I have wondered, is this so much different from buying or leasing a terminal at an airport?

I mean airports are kind of a no mans land. And there are terminals, and gates etc.

It would seem to me that characterizing this as the purchase of a port [which when you think about it is bizarre] would be like saying that United Airlines bought Dallas Fort Worth International Airport if they leased a terminal there, and by extension if a foreign company bought United...saying that a foreign company or entity is taking over Dallas Fort Worth..make sense?

chuck said...

Why can't the "Paper of Record" tell us the straight scoop?

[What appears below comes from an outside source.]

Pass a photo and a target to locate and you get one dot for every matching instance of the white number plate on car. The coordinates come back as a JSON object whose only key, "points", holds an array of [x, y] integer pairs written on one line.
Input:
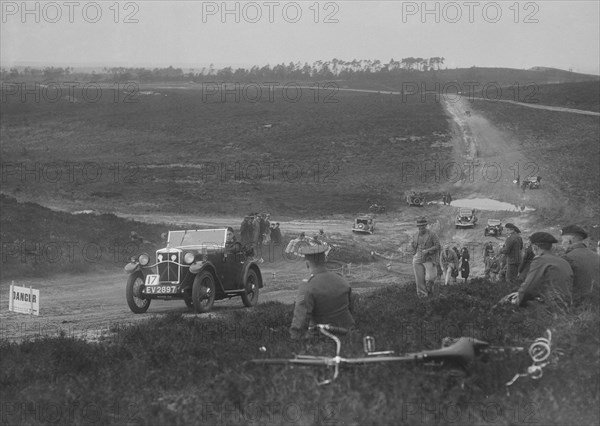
{"points": [[152, 279], [161, 289]]}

Because they don't know and haven't the skills to find out. I am convinced that journalism as a profession that digs up information no longer exist. What we have instead is a propagandist's guild where attitude counts for everything.

MeaninglessHotAir said...

chuck,

I'm afraid you're right as usual.

Rick Ballard said...

elemental,

We're sorters and sifters here. Not many believers around. Malkin say some true things and some things that don't withstand close scrutiny.

Try and figure who we hold up as an absolute truth teller and get back to us with a name.